Three Dumb Kids
Summary: It's summertime, and the Winchesters are in-between hunts when Sammy finds himself facing a different sort of monster. Weechester! fic, Nice!John. A fluffy one shot fic.
Pairings: Dean/some random OC (mention of)
Disclaimer: Supernatural and all of its characters are not mine.
"Hey, Dean!" Sammy greeted spiritedly, flinging the door open and bursting into their shared bedroom. The nine-year old energetically ping-ponged around the room like a fly trapped in a jar. He loved sharing a room with his big brother—not a shared living space in a motel that functioned as bedroom, kitchen and living area—their own room. He wanted to stay in this rental house forever!
Sammy finally settled enough to drop down on his knees by Dean's bed, where the teenager was curled up in a ball, sheets pulled up over his head, facing the wall. "Hey, Dean!" Sammy tried again. Dean barely grunted in response.
"Come outside with me," said Sammy, giving his brother's shoulder a shake.
"No, Sammy," Dean mumbled into his pillow.
"Come on—please?" Sammy whined, "Are you really gonna spend all summer sleeping?"
Sammy sighed dramatically. "But that's boring, Dean!"
"Says the kid who does book reports for fun," Dean muttered.
Sammy grabbed hold of the end of Dean's sheets and yanked them off him like he'd seen his dad do countless times when Dean wouldn't get out of bed for school. "Sammy!" Dean grabbed clumps of the pale blue sheets, dragging them back up over him.
"Come on, Dean—it's really nice outside...we can play catch—or hunt for bugs!"

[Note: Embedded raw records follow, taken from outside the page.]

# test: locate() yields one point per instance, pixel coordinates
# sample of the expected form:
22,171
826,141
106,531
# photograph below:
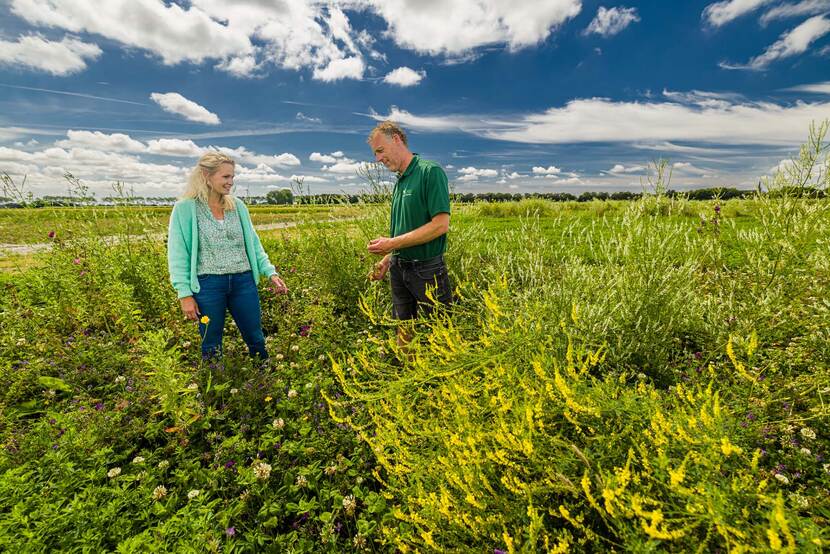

"Hunting for bugs is stupid," Dean grumbled.
"...you thought it was fun last summer," said Sammy, confused.
"Yeah, well, I was still a dumb kid last summer."
Sammy shoved his brother's arm, indignant that his brother had just insulted him in a round-about way. "You still are a dumb kid."
Dean didn't respond, just curled in deeper into himself. "Go away, Sammy."
"You can't tell me to go away," said Sammy defiantly, climbing up onto Dean's bed and jumping up and down on the mattress. "This is my room, too!"
"Stop jumping, Sammy. I mean it," Dean warned through gritted teeth.
Sammy jumped higher. "If I stop, will you come play with me?"
"Why not?" Sammy watched with delight as his brother's prone body was forced to bounce with his motion. He'd make Dean play with him, whether he liked it or not.
"Because I don't feel like it, okay?" Dean snapped at his pesky little brother. "Now leave me alone, you're annoying me."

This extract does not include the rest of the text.